Eugenia estaba vestida poco menos que para una fiesta. Estarás tranquilo ahora,
me imagino, fue la bienvenida. Sí, bastante. Pero no lo estaba y ella lo
advirtió. No seas estúpido, mi amor, ese asunto se acabó, ya lo dijo el
presidente, ahora hay que mirar hacia adelante. En una ocasión como ésta, y
tras el brindis de rigor (por la democracia, dijo Eugenia, y soltó una
carcajada), estaba más que cantado que irían a la cama. Y fueron. Durante todo
el trámite, él estuvo con la cabeza en otra parte, pero así y todo pudo cumplir
como un buen soldado. En un momento, ella había apretado su abrazo de forma
exagerada y él sintió que se asfixiaba. Por un momento tuvo pánico, casi se
mareó. ¿Será el abrazo, o el anís tendría algo? ¿Será posible? ¿Nada menos que
Eugenia? Afortunadamente, todo pasó, Eugenia había aflojado el abrazo, dijo que
había estado regio, él pudo respirar normalmente, y ella empezó a besarlo, como
lo hacía siempre en la etapa post coitum, de abajo hasta arriba. De pronto él
anunció que se iba. ¿Ya? Esta noche tengo una reunión y quiero estar despejado,
quiero dormir un poco. ¿Es por la amnistía? No, dijo él, receloso, es por otra
cosa. ¿Y dónde es? Él la miró, desconfiado. A esta altura del partido, no iba a
caer en trampa tan ingenua. También podía suceder que, precisamente por ser tan
ingenua, no fuese trampa. Todavía no lo sé, me avisarán esta tarde. Nublado
está mi cielo, dijo ella, sí, es mejor que te vayas, a ver si mañana estás
menos tenso. Estoy cansado, sólo eso. Bajó a la calle, caminó unas cuadras
hasta donde había dejado el auto y antes de arrancar lo examinó con cuidado.

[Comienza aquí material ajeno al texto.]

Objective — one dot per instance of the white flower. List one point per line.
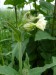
(29, 26)
(41, 16)
(41, 24)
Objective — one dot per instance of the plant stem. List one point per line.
(16, 14)
(35, 8)
(54, 17)
(20, 58)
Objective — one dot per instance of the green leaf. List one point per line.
(41, 35)
(6, 70)
(39, 70)
(46, 5)
(49, 0)
(14, 2)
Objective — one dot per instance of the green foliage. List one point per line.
(25, 52)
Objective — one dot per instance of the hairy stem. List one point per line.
(54, 17)
(16, 14)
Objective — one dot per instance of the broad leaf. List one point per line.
(41, 35)
(6, 70)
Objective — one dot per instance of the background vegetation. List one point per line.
(30, 51)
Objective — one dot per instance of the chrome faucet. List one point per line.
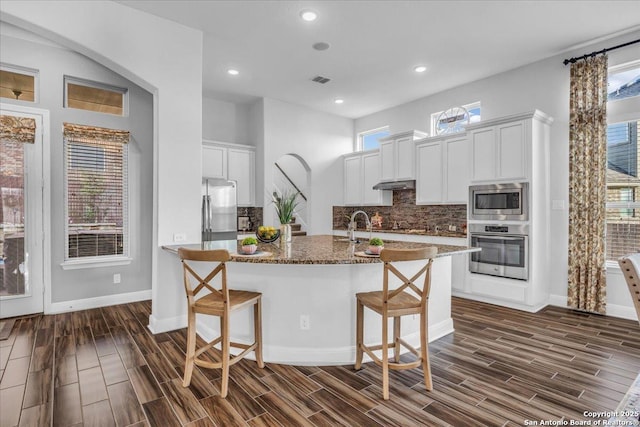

Esta vez no tomó por la Rambla, entre otras cosas porque soplaba un viento que
auguraba tormenta. Trató de ir esquivando (antigua precaución) las esquinas con
semáforos, que obligaban siempre a detenerse y de hecho convertirse en blanco
fijo. Cuando llegó a casa, notó con asombro que la luz de la cocina estaba
encendida. ¿Y eso? ¿La habré encendido yo mismo hoy temprano, y luego, cuando
me fui, como era de día, no me di cuenta? Vaya, todo estaba en orden. Quería
descansar. Abrió la cama, se quitó la ropa (siempre dormía desnudo) y tomó un
somnífero suave, suficiente para descansar unas horas. Por supuesto, no tenía
ninguna reunión esta noche. Experimentó un cosquilleo de satisfacción cuando
advirtió que sus ojos se iban cerrando. Sólo cuando estuvo profundamente
dormido, comenzó a recorrer un corredor en tinieblas, una suerte de túnel
interminable, cuyas paredes eran sólo ojos, miles y miles de ojos que lo
miraban, sin ningún parpadeo. Y sin perdón.